Anyway, let’s examine the Qur’an purely as literature. What are the themes? Who are the characters? What’re the interactions between the characters? These are standard essay questions I remember from the last serious literature course I took. Feel free to add any other essay questions you remember from your serious literature classes.
I think Muslims can do this without violating any rules of Islam (aren’t they required to learn, not just memorize, the Qur’an?).
This link in Post #67 of the above-linked thread is the version I’m going to be using (thanks, Kalhoun); however, I don’t see anything wrong with other posters/participants using other English versions. If you do, though, please indicate that you’re doing that.
I think we should also follow jjimm’s and his three predecessor suggesters’ suggestion to break this into “bite-sized chunks.” Since the first surah is quite short and the second is quite long, we’ll do the first two surahs in this thread. Then the next chunk will be in subsequent threads.
Folks, please please please please leave the hijacking out of this. What people are doing today has no bearing on what was written way back when. It’s the other way around: what was written way back when has bearing on what they’re doing–in whatever way the people doing whatever they’re doing today interpret what was written way back when.
Yes, I understand that literary analysis is interpretation. I’m not in this with the idea of what the “correct theological interpretation” is. I firmly believe that we of the Teeming Millions are smart enough to take even our own religious texts, let alone another faith’s, and dissect it as literature. Political commentary of any group’s activities should go in GD; bashings of the same should, of course, go in the BBQ Pit.
Now that I’ve said all that, from the second link above:
Since versification is one of my hobbies (yes, I have strange hobbies), I notice one thing immediately. The actual beginning of the surah is not considered a verse of it. Most, but not all, surahs begin with that phrase. I don’t recall if there’s a technical term for it.

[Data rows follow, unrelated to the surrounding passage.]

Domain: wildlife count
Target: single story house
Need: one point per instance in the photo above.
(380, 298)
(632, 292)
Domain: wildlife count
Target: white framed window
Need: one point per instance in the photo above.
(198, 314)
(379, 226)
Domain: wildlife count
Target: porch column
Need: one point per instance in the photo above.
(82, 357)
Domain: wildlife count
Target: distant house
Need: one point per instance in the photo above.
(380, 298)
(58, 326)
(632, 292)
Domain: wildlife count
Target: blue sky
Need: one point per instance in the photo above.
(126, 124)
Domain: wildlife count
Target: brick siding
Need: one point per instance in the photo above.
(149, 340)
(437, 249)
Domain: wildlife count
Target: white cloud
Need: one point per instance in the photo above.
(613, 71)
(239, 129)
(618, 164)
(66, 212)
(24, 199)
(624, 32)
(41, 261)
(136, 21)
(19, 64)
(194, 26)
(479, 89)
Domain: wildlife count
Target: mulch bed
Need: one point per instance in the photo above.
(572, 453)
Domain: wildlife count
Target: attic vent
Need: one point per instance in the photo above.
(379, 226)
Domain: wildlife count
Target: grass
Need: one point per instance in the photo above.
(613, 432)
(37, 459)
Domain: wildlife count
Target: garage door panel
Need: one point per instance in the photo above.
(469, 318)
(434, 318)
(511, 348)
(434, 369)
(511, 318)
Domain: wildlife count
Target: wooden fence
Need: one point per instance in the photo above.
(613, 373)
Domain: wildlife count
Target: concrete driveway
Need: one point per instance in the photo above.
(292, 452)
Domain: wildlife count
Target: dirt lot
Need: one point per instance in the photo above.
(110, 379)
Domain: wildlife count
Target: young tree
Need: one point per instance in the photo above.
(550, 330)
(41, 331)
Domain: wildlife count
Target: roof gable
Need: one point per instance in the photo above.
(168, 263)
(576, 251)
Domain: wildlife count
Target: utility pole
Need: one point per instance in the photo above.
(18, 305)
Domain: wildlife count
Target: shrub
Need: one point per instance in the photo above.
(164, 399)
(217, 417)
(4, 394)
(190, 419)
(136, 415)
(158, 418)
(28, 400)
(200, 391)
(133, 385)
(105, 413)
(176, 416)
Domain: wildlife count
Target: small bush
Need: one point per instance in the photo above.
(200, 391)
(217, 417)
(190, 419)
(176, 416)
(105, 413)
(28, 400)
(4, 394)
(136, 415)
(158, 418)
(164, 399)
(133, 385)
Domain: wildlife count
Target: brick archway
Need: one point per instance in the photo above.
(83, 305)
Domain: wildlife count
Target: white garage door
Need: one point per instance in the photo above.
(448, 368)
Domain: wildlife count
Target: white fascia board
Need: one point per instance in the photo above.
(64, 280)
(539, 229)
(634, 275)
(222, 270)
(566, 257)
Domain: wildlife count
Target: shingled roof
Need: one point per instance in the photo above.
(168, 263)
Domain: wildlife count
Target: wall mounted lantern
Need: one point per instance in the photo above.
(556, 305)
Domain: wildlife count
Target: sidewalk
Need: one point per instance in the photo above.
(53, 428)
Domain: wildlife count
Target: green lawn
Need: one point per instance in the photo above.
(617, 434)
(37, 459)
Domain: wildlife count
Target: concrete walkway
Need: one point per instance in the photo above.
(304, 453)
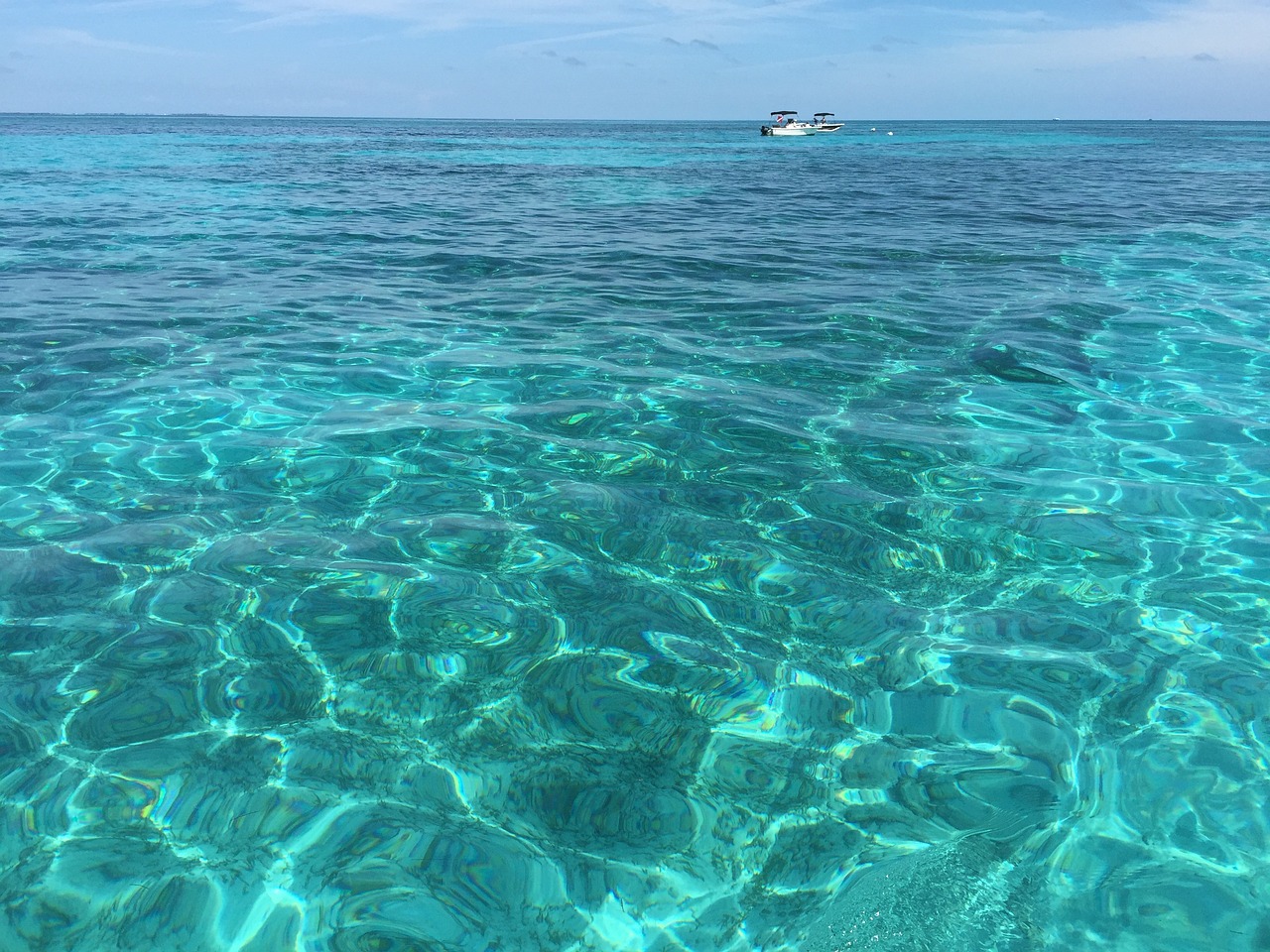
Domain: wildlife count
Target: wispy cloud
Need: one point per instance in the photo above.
(62, 37)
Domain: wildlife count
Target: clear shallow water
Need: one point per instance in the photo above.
(616, 536)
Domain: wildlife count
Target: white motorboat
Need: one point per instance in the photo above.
(785, 122)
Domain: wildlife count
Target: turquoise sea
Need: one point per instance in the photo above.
(619, 537)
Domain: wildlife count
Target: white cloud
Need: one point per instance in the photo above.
(1227, 30)
(63, 37)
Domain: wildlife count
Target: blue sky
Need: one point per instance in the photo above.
(640, 59)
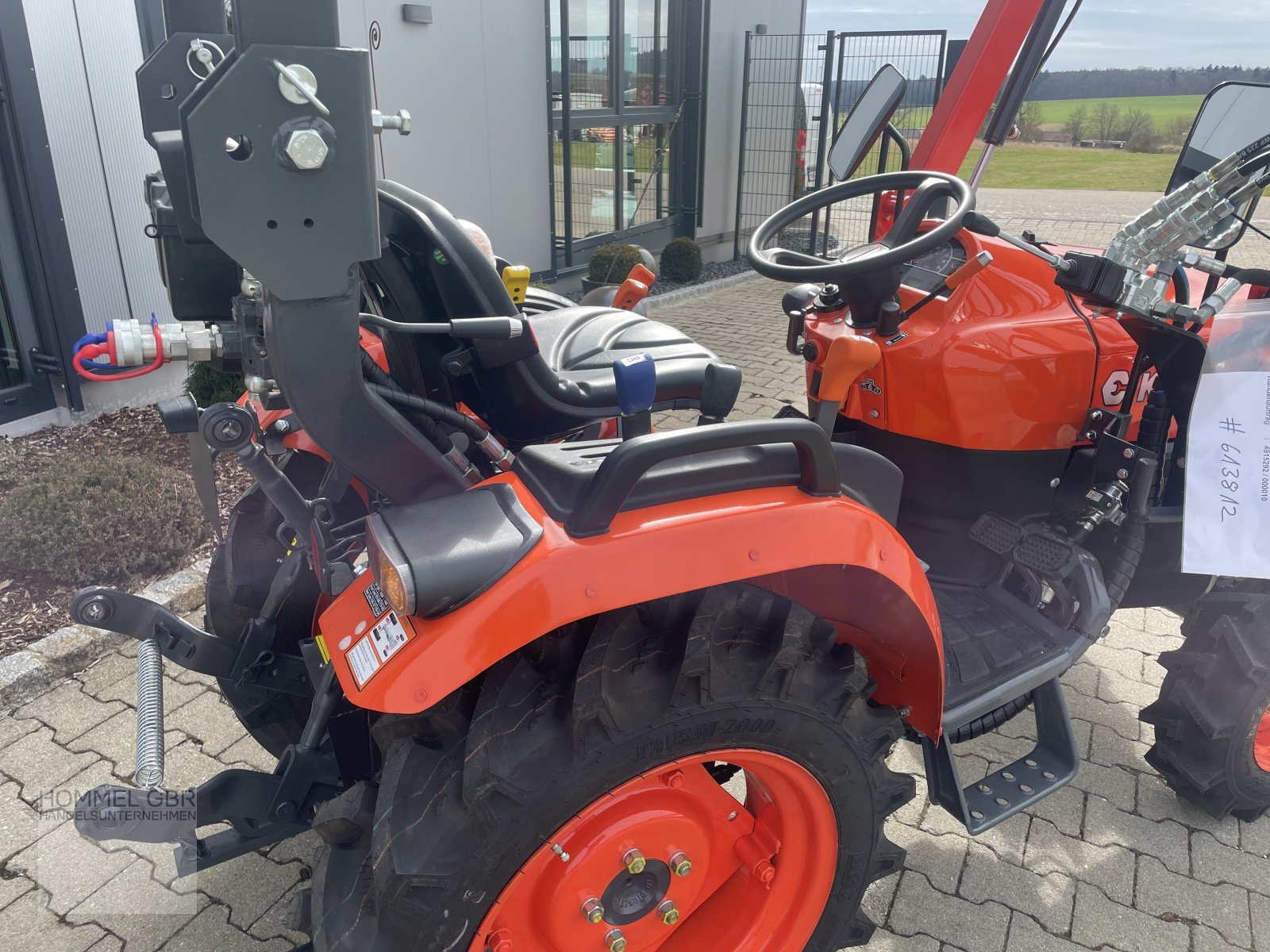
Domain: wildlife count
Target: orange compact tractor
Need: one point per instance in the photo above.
(545, 681)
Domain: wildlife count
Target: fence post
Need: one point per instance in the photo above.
(741, 150)
(822, 137)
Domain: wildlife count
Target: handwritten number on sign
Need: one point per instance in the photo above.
(1231, 467)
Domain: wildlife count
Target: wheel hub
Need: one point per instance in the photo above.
(630, 896)
(671, 860)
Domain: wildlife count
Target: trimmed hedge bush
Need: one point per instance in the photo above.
(681, 260)
(101, 520)
(613, 263)
(211, 386)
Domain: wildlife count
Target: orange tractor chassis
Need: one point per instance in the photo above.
(544, 679)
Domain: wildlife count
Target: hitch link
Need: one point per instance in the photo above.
(150, 716)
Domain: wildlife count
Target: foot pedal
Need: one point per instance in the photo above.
(999, 797)
(1028, 546)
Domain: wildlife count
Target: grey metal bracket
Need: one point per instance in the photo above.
(298, 220)
(1051, 766)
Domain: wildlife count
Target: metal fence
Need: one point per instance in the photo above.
(798, 90)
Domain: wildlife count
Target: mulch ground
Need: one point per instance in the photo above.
(33, 605)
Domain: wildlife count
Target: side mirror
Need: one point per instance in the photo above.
(867, 120)
(1232, 116)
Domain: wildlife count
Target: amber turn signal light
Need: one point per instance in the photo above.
(391, 566)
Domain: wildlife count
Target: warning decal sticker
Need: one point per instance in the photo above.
(362, 662)
(380, 644)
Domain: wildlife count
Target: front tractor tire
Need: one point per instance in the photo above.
(1213, 715)
(592, 766)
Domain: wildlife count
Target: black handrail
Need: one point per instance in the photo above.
(626, 463)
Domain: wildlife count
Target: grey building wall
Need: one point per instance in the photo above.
(729, 19)
(474, 80)
(86, 54)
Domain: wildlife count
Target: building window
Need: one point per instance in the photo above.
(615, 121)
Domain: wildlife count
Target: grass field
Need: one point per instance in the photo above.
(1037, 167)
(1162, 109)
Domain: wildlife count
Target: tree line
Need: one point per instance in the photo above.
(1142, 82)
(1108, 122)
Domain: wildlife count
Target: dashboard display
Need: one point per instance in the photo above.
(927, 272)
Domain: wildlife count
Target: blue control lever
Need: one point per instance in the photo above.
(637, 393)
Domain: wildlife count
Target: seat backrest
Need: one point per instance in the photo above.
(431, 271)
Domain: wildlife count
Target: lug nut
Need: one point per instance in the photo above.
(679, 865)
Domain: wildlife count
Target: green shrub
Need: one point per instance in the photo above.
(681, 260)
(211, 386)
(102, 520)
(613, 263)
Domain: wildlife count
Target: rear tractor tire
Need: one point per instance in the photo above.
(238, 585)
(575, 799)
(1213, 715)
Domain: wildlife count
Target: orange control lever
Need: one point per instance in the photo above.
(968, 271)
(849, 357)
(634, 289)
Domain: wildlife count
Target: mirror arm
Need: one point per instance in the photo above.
(906, 152)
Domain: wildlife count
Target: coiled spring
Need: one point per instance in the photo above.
(150, 716)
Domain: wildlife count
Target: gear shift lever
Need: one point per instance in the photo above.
(637, 393)
(719, 391)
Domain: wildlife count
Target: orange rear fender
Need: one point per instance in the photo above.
(837, 558)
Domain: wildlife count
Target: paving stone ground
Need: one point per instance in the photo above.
(1111, 862)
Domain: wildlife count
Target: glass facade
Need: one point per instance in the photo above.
(615, 111)
(10, 367)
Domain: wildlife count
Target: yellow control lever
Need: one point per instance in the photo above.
(516, 279)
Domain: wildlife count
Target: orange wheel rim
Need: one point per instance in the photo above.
(759, 873)
(1261, 743)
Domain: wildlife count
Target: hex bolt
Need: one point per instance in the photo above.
(308, 150)
(681, 865)
(97, 609)
(229, 431)
(402, 122)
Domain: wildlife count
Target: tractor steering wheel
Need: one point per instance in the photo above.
(901, 244)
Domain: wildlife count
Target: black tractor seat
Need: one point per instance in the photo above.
(581, 344)
(545, 384)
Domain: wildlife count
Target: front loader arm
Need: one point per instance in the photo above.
(840, 559)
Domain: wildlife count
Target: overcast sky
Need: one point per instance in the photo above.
(1105, 32)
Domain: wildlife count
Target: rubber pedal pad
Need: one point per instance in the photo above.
(1049, 556)
(996, 533)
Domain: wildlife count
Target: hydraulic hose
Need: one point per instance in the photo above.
(1127, 555)
(1126, 559)
(1153, 432)
(427, 425)
(432, 409)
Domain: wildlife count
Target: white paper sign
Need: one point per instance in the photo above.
(1227, 516)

So, the first words are of the author, who has not identified himself as yet, declaring that his words will be witnessing.
The first verse does not specifically postulate monogamy; however, it does say that only God should be worshipped. The latter part of the first versee and all of the second and third verses are merely names of God. The fourth verse and fifth verses are an explicit petitionary prayer to God to keep the author’s audience living right as opposed to the choice of those mentioned in the latter part of the sixth verse.
That’s my summation of it. Feel free to correct me where I’m wrong or left anything out.